The definition for continuous functions is pretty straightforward, so I wrote:
$|\frac{x}{x+1}-\frac{1}{2}| = |\frac{x-1}{2x+2}| < \epsilon$ if
$|x-1| < \delta$ and $\epsilon, \delta > 0.$
Unfortunately I am not really strong when it comes to epsilon-delta proofs, so any ideas as to how I may proceed?
Thank you!
Suppose $\varepsilon$ is a positive real number.
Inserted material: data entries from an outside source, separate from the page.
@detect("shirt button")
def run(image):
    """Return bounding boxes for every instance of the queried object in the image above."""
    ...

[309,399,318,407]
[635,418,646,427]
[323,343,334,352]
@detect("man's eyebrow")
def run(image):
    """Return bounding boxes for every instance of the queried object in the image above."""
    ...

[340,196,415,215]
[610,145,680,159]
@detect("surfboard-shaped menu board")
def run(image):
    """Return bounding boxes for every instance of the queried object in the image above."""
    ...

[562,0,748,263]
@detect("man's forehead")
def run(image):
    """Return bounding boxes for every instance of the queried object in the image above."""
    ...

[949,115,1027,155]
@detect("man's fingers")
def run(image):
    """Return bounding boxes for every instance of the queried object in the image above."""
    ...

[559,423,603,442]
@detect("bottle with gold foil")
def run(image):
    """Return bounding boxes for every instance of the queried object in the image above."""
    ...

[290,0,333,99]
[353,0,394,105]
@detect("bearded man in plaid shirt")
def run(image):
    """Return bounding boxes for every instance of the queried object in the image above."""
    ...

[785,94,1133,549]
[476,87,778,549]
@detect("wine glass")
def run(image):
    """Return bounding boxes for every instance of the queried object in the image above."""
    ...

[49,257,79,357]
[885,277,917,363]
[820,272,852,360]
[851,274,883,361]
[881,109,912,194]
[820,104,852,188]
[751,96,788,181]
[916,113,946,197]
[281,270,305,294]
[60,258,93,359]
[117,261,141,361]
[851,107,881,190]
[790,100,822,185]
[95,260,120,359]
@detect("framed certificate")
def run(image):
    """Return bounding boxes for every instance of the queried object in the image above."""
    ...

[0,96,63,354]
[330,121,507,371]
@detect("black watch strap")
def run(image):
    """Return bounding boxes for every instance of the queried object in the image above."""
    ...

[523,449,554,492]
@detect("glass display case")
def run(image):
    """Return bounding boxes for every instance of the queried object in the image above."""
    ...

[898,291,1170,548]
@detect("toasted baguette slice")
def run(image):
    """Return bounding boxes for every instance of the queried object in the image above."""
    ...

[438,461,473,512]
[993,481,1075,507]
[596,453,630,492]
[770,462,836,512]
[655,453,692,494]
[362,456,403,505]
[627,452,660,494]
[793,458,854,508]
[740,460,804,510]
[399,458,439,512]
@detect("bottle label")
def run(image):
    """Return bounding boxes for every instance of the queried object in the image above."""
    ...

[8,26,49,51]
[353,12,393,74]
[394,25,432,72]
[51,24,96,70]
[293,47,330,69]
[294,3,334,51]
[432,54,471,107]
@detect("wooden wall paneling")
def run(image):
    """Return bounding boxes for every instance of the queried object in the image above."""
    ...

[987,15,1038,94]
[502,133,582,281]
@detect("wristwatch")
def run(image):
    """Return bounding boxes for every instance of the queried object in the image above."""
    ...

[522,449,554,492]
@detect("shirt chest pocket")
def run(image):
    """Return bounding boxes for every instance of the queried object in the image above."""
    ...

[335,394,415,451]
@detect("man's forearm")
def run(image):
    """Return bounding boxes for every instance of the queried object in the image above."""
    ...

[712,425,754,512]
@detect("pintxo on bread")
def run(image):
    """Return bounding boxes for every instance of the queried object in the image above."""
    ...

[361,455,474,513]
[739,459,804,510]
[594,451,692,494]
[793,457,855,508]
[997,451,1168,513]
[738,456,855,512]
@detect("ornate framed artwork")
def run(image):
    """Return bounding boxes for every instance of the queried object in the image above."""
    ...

The goal is to find a positive real number $\delta$ such that for every $x \in (1 - \delta, 1 + \delta)$, we have \begin{equation*} \varepsilon > \left| \frac x {1 + x} - \frac 1 2 \right| = \frac {|2x - (1 + x)|} {2|1 + x|} = \frac {|x - 1|} {2|1 + x|}. \end{equation*} Given $x \in (1 - \delta, 1 + \delta)$, we have $|x - 1| < \delta$. Also, if $\delta$ is chosen to be less than 1 then $x$ is positive, so $|1 + x| = 1 + x$ is greater than or equal to 1, and hence the fraction $|x - 1|/2|1 + x|$ is less than its numerator $|x - 1|$.
Therefore, if we choose $\delta = \min(1, \varepsilon)$, then for every $x \in (1 - \delta, 1 + \delta)$, we have \begin{equation*} \left| \frac x {1 + x} - \frac 1 2 \right| = \frac {|2x - (1 + x)|} {2|1 + x|} < |x - 1| < \delta < \varepsilon. \end{equation*}
(The paragraph immediately above is the proof, the paragraph above that is the explanation of how one would come up with this proof.)